Containing the threat dramatically hinges on an active workforce and lawful disruption. Leaders must confront what Catrantzos has famously called the “indelicate obvious,” in which employees with obvious factors that could lead to criminality are never challenged because of managerial sensitivity. A financial institution would do well to question an employee with poor credit, for example. And, a planted malcontent is less likely to maintain a competent cover story.

“Instead of snitching we should be encouraging people to get engaged in a level that is safe,” he said. ““This signals that there is an alert workforce. Ask people what they are doing or if you can help them. That lets people know someone is watching. We have gotten ourselves so sensitive about offending someone that we ignore the obvious. You need the courage to defy apathy.”

The original thesis earned the Outstanding Thesis Award for Catrantzos master’s cohort and led to ensuing opportunities to share the research. He published an accompanying article in the peer-reviewed NPS-CHDS Journal of Homeland Security Affairs and published a book based on the topic as well as an article for a Canadian security magazine. He was recently interviewed by PERSEREC, which contributed to his original research and was invited to address the Conference Board of Canada at its insider threat symposium in Ottawa.

Assorted citations of his thesis have also risen, especially in regard to his thesis research approach employing the Delphi method was unique. The technique uses a group of experts who are anonymously surveyed with the answers then synthesized and re-submitted for more perusal. The idea is to draw conclusion based on the wisdom of the crowd of experts.

“The Delphi method is kind of like a focus group without peer pressure,” he said. “They aren’t being brow-beaten by the loudest voices in the room.”
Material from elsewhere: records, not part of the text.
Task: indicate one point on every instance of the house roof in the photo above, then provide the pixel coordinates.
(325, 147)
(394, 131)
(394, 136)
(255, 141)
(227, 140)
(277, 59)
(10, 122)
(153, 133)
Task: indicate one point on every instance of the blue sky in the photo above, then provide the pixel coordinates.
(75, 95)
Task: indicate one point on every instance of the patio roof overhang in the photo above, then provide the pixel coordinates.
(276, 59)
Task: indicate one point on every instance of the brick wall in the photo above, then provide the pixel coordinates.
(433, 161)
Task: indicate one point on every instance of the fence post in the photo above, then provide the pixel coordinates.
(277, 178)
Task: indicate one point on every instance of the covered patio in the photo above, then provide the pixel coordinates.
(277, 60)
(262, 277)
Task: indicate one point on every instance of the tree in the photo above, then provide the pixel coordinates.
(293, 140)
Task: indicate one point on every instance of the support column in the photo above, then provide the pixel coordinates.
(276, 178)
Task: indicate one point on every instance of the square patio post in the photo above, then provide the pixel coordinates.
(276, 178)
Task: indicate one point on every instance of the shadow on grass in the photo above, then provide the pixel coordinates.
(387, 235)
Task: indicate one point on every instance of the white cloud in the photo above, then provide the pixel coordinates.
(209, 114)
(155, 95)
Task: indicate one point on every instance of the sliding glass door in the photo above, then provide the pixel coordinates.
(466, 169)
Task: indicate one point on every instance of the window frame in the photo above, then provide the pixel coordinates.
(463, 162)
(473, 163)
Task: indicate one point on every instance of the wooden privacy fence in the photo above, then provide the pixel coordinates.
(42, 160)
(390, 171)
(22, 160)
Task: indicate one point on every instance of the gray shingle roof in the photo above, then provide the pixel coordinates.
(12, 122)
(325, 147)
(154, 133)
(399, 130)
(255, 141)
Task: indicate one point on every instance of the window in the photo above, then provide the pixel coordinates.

Participation in the HSx program allowed the time and intellectual interaction to re-tackle a subject to the handbook, albeit for no pay and the masochism of academic formatting and copy editing. Classmates André Billeaudeaux, Dan O’Connor and Cynthia Renaud helped shape early discussions and Catrantzos credits Nadav Morag of the NPS-CHDS instructional staff for the idea of writing a new chapter.

His general message is to make all employees a security specialist and not to treat security challenges as something that has a concrete solution.

“The insider threat is not a problem so much as it is a predicament,” he said. “Problems can be solved. Predicaments take interpretive thinking. You have to approach them in a different way.”